Responsibilities
About TikTok
TikTok is the leading destination for short-form mobile video. Our mission is to inspire creativity and bring joy. TikTok has global offices including Los Angeles, New York, London, Paris, Berlin, Dubai, Singapore, Jakarta, Seoul, and Tokyo.
Why Join Us
Creation is the core of TikTok's purpose. Our platform is built to help imaginations thrive. This is doubly true of the teams that make TikTok possible.
Together, we inspire creativity and bring joy - a mission we all believe in and aim towards achieving every day.
To us, every challenge, no matter how difficult, is an opportunity; to learn, to innovate, and to grow as one team. Status quo? Never. Courage? Always.
At TikTok, we create together and grow together. That's how we drive impact - for ourselves, our company, and the communities we serve.
Join us.
Team Introduction
The Site Reliability Engineering (SRE) team is a fusion of software and systems engineering techniques used to design and operate large-scale, extensively distributed, and resilient systems. Within Infrastructure SRE at TikTok, our primary focus is to ensure that the reliability and uptime of our infrastructure services meet the needs of our users and support rapid improvement iterations. Our software development efforts are deeply committed to optimising existing systems, constructing essential infrastructure, and streamlining operations through automation. In the SRE team, you will have the opportunity to manage the complex challenges of scale, while using expertise in coding, algorithms, complexity analysis, and large-scale system design. We embrace a culture of diversity, intellectual curiosity, openness, and problem-solving. We also encourage ownership, self-governance and independence to work on various projects and an environment that provides the support and mentorship needed to learn and grow as an engineer.
The Role
In the role of a Tech Lead, you will assume responsibility for guiding and assembling a team of software and system engineers, leveraging your exceptional technical leadership skills. Your role will involve establishing efficient processes for project execution and promoting sound engineering practices. Additionally, you will maintain regular coordination and communication with other infrastructure teams and our user community.
What you will be doing:
1. Establish and oversee the SRE team, which encompasses tasks such as team recruitment, the training of new talent, system operation and maintenance, coordination efforts, and fostering a cohesive team culture;
2. Oversee the acquisition and development of software systems in organisational units. Establish a comprehensive long-term technical strategy with well-defined implementation steps and milestones to continually enhance the team's competitiveness and technological capabilities;
3. Reliability: Ensuring the reliability and efficiency of our core infrastructure, focusing on system capacity and stability; setting up reliability standards and recovery SOP;
4. Reliability: Troubleshooting and locating technical issues, bottleneck analysis, managing system high availability architecture transformation and upgrading;
5. Efficiency: Building automated operation solutions for large-scale systems; partnering with system development teams for system iteration;
6. Efficiency: Designing and implementing software platforms and monitoring frameworks for efficient, automated, and intelligent service-oriented architecture (SOA) governance;
7. Cost: There are millions of CPUs. We should build delivery standards, and monitor and budget systems to optimize the cost of the company;
8. Compliance: Designing and setting up new IDC; designing and implementing a data protection plan to meet the standard requirement.
Minimum Qualifications:
- Solid basic knowledge of computer software, understanding of Linux operating system, storage, network IO and other related principles;
- Familiar with one or more programming languages, such as Python, Go, and Java. Knowledge of design patterns and coding principles is necessary.
Preferred Qualifications:
- Bachelor's / Master's Degree in Computer Science or related major;
- Minimum of 3 years experience with the following NoSQL systems: Redis, MongoDB and other KV systems;
- Minimum of 3 years experience with the following SQL systems: MySQL, PostgreSQL.

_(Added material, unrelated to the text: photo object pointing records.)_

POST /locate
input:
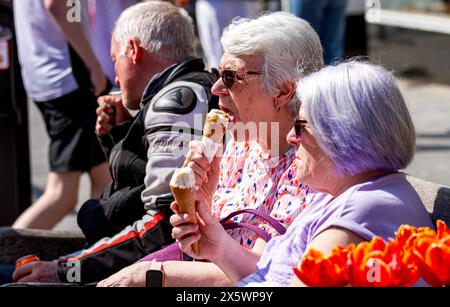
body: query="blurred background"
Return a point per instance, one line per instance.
(410, 37)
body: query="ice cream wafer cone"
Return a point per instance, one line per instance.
(215, 125)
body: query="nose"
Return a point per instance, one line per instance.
(219, 89)
(292, 138)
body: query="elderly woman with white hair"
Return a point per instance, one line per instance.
(256, 81)
(352, 135)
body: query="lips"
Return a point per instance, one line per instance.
(230, 113)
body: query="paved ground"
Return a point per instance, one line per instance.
(421, 59)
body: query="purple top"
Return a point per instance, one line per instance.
(374, 208)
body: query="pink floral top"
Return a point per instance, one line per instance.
(266, 184)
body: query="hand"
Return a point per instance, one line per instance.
(206, 174)
(131, 276)
(98, 80)
(208, 232)
(38, 271)
(110, 113)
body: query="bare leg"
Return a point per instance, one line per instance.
(100, 178)
(59, 198)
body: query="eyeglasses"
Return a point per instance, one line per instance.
(229, 77)
(298, 124)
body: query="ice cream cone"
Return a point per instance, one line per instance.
(185, 199)
(215, 125)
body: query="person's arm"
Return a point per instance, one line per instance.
(194, 274)
(326, 241)
(75, 35)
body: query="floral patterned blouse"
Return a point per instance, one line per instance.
(266, 184)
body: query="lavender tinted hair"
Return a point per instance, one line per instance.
(358, 117)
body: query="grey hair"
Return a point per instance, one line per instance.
(287, 46)
(358, 117)
(161, 28)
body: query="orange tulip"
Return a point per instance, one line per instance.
(380, 264)
(432, 254)
(315, 270)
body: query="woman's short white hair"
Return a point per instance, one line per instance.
(287, 46)
(358, 117)
(161, 28)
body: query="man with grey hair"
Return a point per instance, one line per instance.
(151, 49)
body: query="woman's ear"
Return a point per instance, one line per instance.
(135, 50)
(285, 93)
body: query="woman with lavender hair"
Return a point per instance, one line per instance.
(352, 135)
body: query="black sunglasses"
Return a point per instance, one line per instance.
(229, 77)
(298, 123)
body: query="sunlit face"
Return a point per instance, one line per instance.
(245, 101)
(126, 77)
(313, 166)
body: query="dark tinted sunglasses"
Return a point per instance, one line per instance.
(229, 77)
(298, 125)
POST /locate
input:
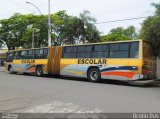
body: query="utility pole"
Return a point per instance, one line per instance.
(49, 25)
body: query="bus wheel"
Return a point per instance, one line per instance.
(10, 69)
(94, 75)
(39, 71)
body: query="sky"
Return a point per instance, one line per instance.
(102, 10)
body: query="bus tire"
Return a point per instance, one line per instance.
(94, 75)
(10, 69)
(39, 71)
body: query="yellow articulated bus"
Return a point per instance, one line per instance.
(122, 60)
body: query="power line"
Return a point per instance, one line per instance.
(105, 22)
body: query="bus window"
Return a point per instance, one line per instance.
(24, 54)
(30, 54)
(17, 55)
(45, 53)
(134, 50)
(148, 51)
(69, 55)
(81, 48)
(100, 51)
(10, 57)
(119, 50)
(84, 51)
(70, 52)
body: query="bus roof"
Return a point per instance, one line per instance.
(89, 44)
(107, 42)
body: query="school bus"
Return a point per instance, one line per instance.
(2, 58)
(121, 60)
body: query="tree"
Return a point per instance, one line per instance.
(17, 30)
(151, 30)
(90, 33)
(157, 6)
(12, 30)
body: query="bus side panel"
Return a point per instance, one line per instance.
(30, 67)
(70, 67)
(57, 59)
(51, 60)
(118, 69)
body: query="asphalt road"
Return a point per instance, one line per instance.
(24, 93)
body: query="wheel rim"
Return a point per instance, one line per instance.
(39, 71)
(94, 75)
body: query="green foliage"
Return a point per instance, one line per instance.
(18, 30)
(151, 30)
(114, 37)
(157, 6)
(119, 33)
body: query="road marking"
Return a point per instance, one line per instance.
(61, 107)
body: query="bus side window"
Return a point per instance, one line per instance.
(70, 52)
(30, 54)
(24, 54)
(84, 51)
(134, 50)
(17, 55)
(36, 54)
(119, 50)
(10, 57)
(45, 53)
(100, 51)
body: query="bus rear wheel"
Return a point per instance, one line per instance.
(39, 71)
(94, 75)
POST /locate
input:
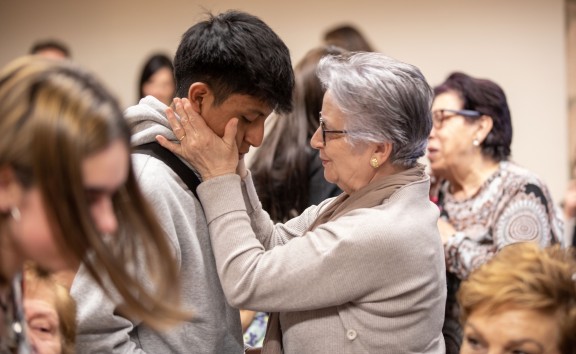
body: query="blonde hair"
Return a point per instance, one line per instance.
(53, 115)
(525, 276)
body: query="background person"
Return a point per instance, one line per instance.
(523, 300)
(486, 201)
(344, 275)
(349, 37)
(287, 172)
(51, 48)
(157, 78)
(67, 190)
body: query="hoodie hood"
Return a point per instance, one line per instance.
(147, 119)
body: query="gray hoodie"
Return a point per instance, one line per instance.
(215, 327)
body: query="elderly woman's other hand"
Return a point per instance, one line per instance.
(212, 155)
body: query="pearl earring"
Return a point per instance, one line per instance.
(15, 212)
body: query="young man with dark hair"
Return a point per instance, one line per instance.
(231, 65)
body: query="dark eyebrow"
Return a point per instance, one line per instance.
(527, 340)
(478, 333)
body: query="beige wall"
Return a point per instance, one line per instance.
(520, 44)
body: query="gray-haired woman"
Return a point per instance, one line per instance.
(360, 273)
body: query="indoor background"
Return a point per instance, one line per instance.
(520, 44)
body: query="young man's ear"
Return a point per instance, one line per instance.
(197, 92)
(383, 152)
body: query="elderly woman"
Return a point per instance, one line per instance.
(523, 300)
(357, 273)
(486, 201)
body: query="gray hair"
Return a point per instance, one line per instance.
(383, 100)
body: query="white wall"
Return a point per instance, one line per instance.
(520, 44)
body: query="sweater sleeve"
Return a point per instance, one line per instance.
(100, 329)
(524, 217)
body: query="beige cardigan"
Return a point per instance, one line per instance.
(372, 281)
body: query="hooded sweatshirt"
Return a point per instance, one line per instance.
(215, 326)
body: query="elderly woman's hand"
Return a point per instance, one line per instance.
(210, 154)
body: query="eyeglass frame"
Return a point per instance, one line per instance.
(322, 127)
(468, 113)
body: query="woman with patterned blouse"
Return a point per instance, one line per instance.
(486, 201)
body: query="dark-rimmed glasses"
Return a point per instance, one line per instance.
(439, 116)
(324, 131)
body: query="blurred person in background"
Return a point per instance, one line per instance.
(50, 313)
(51, 48)
(360, 273)
(486, 201)
(68, 195)
(157, 79)
(521, 301)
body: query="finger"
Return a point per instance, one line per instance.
(175, 125)
(230, 132)
(195, 121)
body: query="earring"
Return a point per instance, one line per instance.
(15, 212)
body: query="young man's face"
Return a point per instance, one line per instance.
(251, 114)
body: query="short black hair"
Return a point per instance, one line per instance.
(50, 44)
(488, 98)
(235, 53)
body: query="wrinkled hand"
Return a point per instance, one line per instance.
(446, 230)
(210, 154)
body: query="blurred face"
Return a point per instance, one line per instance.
(510, 331)
(450, 145)
(251, 114)
(43, 322)
(160, 85)
(346, 166)
(52, 53)
(104, 173)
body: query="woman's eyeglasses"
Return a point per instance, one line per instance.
(324, 131)
(440, 115)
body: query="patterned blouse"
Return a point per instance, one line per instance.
(513, 205)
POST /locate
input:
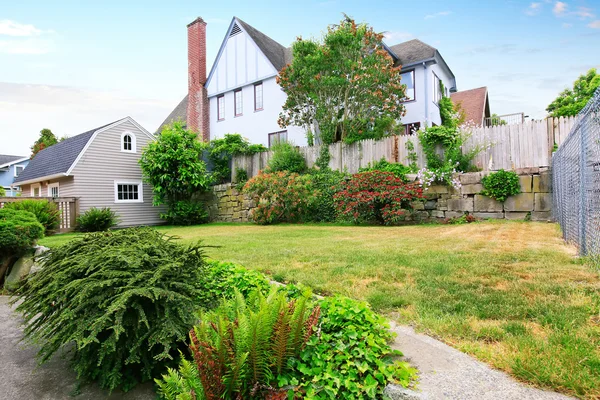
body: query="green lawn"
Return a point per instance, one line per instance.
(510, 293)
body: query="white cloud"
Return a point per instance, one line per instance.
(26, 46)
(559, 8)
(534, 9)
(13, 28)
(440, 14)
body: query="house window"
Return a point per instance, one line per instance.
(221, 107)
(411, 129)
(438, 89)
(277, 137)
(408, 79)
(128, 142)
(237, 102)
(128, 192)
(53, 190)
(36, 190)
(258, 97)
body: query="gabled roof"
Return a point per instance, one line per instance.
(413, 51)
(6, 160)
(474, 103)
(60, 159)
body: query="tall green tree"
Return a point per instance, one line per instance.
(344, 87)
(571, 101)
(46, 139)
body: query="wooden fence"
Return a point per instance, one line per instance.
(503, 147)
(68, 207)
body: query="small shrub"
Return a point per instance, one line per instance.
(350, 356)
(96, 220)
(244, 348)
(395, 168)
(282, 197)
(19, 229)
(46, 212)
(124, 300)
(186, 212)
(286, 157)
(376, 197)
(501, 184)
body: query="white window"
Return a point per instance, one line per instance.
(408, 79)
(221, 107)
(36, 190)
(53, 190)
(18, 170)
(258, 97)
(128, 192)
(237, 102)
(128, 142)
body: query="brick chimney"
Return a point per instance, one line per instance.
(198, 107)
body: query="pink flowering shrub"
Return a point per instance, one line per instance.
(281, 197)
(376, 197)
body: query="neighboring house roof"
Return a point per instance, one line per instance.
(413, 51)
(59, 159)
(6, 160)
(474, 103)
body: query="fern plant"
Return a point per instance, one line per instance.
(124, 299)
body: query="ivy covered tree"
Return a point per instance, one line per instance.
(571, 101)
(173, 166)
(344, 87)
(46, 139)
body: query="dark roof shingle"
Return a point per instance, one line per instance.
(57, 159)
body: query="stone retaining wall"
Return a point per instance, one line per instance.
(227, 204)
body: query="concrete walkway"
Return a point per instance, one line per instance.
(21, 380)
(446, 373)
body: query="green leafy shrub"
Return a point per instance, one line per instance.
(282, 197)
(46, 212)
(376, 197)
(186, 212)
(286, 157)
(501, 184)
(383, 165)
(350, 357)
(244, 348)
(325, 183)
(19, 229)
(97, 220)
(222, 280)
(124, 300)
(221, 152)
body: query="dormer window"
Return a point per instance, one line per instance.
(128, 142)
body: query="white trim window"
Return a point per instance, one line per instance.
(18, 170)
(129, 192)
(128, 142)
(53, 190)
(36, 190)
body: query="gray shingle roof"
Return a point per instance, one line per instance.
(57, 159)
(5, 159)
(413, 51)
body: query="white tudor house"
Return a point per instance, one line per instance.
(240, 93)
(100, 167)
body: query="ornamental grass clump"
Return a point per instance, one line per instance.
(124, 300)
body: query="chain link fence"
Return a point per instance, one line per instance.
(576, 182)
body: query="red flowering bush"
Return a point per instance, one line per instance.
(376, 197)
(281, 197)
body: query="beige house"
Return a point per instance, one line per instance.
(99, 167)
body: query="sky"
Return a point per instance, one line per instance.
(74, 65)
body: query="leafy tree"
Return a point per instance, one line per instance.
(342, 87)
(571, 101)
(172, 165)
(46, 139)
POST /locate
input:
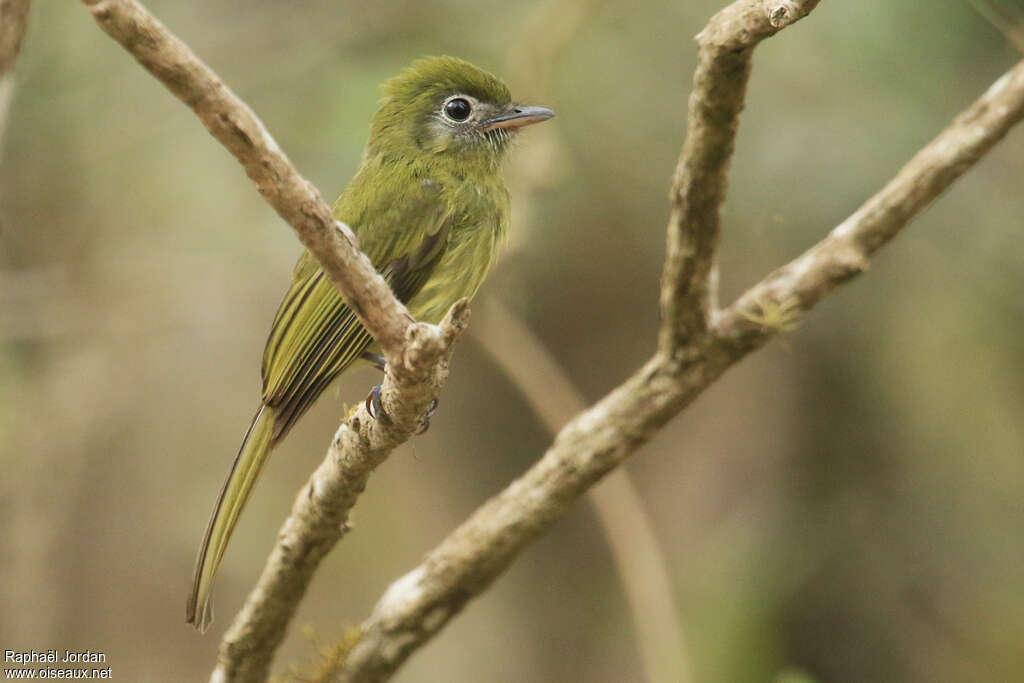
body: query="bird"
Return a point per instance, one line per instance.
(430, 208)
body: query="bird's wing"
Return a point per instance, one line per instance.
(314, 334)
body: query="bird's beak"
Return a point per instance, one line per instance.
(518, 117)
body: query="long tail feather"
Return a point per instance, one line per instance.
(241, 480)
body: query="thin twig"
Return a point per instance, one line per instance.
(639, 560)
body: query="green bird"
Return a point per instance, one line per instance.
(430, 210)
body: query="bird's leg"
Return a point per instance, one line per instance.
(376, 359)
(376, 410)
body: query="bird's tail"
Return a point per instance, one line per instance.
(235, 494)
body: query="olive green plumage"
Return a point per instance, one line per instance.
(430, 210)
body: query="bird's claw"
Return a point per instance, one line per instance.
(375, 408)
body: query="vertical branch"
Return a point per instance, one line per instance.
(698, 184)
(638, 557)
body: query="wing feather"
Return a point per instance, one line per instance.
(315, 335)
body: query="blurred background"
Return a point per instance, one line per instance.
(845, 504)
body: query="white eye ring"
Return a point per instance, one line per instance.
(458, 109)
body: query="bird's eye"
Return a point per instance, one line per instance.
(458, 109)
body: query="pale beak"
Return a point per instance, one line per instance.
(518, 117)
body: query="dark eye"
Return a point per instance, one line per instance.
(458, 109)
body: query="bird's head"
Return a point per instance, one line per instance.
(445, 107)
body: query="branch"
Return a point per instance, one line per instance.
(417, 353)
(13, 22)
(845, 252)
(295, 199)
(724, 50)
(638, 558)
(419, 604)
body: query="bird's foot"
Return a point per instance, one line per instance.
(374, 407)
(376, 410)
(376, 359)
(775, 316)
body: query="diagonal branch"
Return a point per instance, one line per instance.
(233, 124)
(417, 353)
(420, 603)
(698, 184)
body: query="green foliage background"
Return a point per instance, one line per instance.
(846, 503)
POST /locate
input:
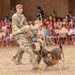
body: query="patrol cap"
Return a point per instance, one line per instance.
(38, 22)
(19, 6)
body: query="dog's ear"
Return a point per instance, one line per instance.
(45, 51)
(49, 56)
(33, 45)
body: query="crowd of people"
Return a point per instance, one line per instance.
(52, 29)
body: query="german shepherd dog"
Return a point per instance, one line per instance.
(52, 57)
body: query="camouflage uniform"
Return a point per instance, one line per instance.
(19, 21)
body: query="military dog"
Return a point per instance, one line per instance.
(52, 57)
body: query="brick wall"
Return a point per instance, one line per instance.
(4, 8)
(30, 7)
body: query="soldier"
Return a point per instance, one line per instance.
(19, 29)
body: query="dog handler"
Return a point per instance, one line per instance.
(18, 32)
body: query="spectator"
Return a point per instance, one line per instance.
(54, 14)
(12, 12)
(6, 19)
(40, 13)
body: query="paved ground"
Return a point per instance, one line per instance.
(7, 67)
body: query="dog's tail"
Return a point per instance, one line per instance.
(41, 42)
(60, 45)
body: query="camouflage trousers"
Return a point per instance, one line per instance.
(24, 44)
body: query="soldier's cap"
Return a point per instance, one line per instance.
(38, 22)
(19, 6)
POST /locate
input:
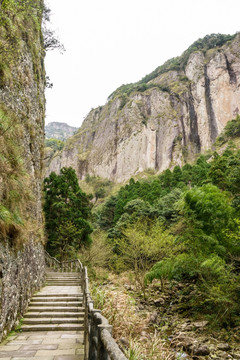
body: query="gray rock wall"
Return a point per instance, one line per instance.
(21, 275)
(159, 129)
(22, 110)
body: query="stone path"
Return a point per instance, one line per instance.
(53, 325)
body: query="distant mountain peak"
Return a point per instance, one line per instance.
(59, 130)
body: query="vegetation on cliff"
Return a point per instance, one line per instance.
(21, 67)
(66, 210)
(178, 63)
(183, 226)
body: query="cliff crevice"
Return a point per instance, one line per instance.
(162, 121)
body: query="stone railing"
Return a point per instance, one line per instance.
(98, 341)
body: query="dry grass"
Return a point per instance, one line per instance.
(131, 328)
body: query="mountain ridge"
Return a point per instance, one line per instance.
(59, 130)
(162, 123)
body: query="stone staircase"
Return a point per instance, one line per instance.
(58, 306)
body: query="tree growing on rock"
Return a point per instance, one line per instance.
(67, 209)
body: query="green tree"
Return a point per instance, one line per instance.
(66, 209)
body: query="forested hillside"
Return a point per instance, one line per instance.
(183, 225)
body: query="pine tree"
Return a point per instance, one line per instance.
(66, 208)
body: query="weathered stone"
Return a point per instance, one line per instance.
(200, 324)
(224, 346)
(200, 350)
(156, 129)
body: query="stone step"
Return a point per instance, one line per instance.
(59, 303)
(45, 314)
(57, 295)
(62, 284)
(53, 320)
(63, 278)
(55, 308)
(53, 327)
(56, 299)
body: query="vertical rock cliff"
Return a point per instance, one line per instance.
(165, 119)
(22, 107)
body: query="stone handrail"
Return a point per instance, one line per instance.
(98, 341)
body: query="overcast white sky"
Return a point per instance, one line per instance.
(113, 42)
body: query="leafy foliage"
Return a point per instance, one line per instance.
(177, 63)
(66, 210)
(198, 208)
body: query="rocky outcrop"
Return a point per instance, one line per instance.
(22, 107)
(58, 130)
(174, 116)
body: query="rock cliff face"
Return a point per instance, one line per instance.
(60, 131)
(175, 115)
(22, 107)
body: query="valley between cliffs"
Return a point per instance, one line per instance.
(160, 123)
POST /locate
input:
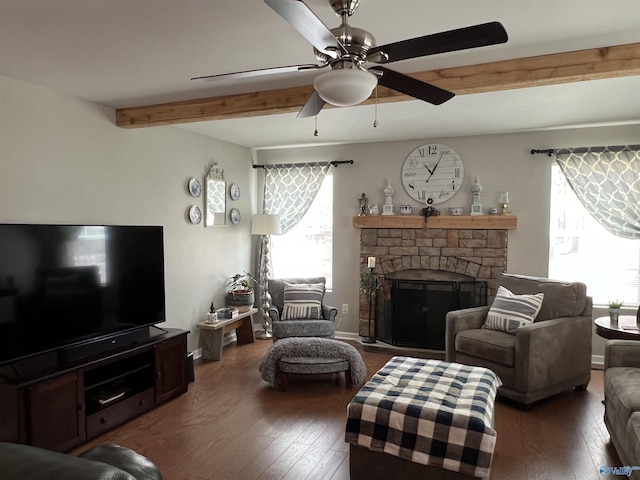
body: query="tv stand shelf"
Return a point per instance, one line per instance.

TikTok is committed to creating an inclusive space where employees are valued for their skills, experiences, and unique perspectives. Our platform connects people from across the globe and so does our workplace. At TikTok, our mission is to inspire creativity and bring joy. To achieve that goal, we are committed to celebrating our diverse voices and to creating an environment that reflects the many communities we reach. We are passionate about this and hope you are too.